I dragged around bag after bag of guilt, worry, bitterness, and regret. The weight of these bags became more than I could carry, but I insisted on taking them with me wherever I went. I would try to fly, only to find myself confined in the chrysalis of the life I had made for myself. I had constructed walls around me so high and thick that no one could get in, and in the process trapped myself inside.

It was dark in that chrysalis. Yet over time, the darkness became a source of comfort. It was familiar. I knew each pain and suffering by name and date. I knew all the characters that had played a role in their creation. I would reminisce in their moments of completion. I began to live in the memory of all that had been, and my world became very small, ending where the chrysalis began.

One day, I stopped struggling to get out.

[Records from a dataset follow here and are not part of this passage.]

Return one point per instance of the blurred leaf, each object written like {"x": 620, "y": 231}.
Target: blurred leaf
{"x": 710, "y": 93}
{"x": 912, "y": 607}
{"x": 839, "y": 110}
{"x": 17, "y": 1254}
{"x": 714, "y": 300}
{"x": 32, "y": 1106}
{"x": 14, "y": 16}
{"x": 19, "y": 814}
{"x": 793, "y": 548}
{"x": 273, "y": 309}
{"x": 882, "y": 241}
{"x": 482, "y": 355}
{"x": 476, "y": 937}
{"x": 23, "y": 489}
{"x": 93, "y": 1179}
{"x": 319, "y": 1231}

I just stopped. It was a pointless effort. I couldn’t do it. I thought I wasn’t strong enough. I thought I wasn’t perfect enough. In reality, I wasn’t brave enough. I was scared of all the new pains and sufferings that might be out there. It was painful inside the chrysalis, but the risk to emerge was too great. All the what-ifs came into play. What if I get hurt again? What if I’m not good enough? What if…what if…what if… If a butterfly stays too long in the chrysalis it will die. It will suffocate in its own skin, never having felt the soft summer breeze that lifts it to flight.

Every chrysalis has a weak point, a place in the wall that can and should be broken. But how? I learned, inside the chrysalis, where the source of true strength lies – inside us. We have to take that deep breath and expand until the walls break, and we are free. When a butterfly is inside the chrysalis, at the moment before it emerges, it swallows air from the outside world to expand its thorax and break the chrysalis open at the weakest point.

When the butterfly emerges it is no longer a caterpillar. It cannot carry the extra baggage from its previous state with it. The butterfly must leave behind the days of being a caterpillar. It must leave behind the days of struggling to survive – to find food, hide from predators, and live each day until the next. It must leave all the pains and suffering of its caterpillar days in the ruins of the chrysalis. Only then will it truly be free to fly.

Although a butterfly spends but two weeks in the darkness of the chrysalis, shedding its past self, I spent almost three years. Transformation does not happen overnight – for the butterfly or for people. The most frightening moment of the process is in the moment before emergence. Break the chrysalis anyway.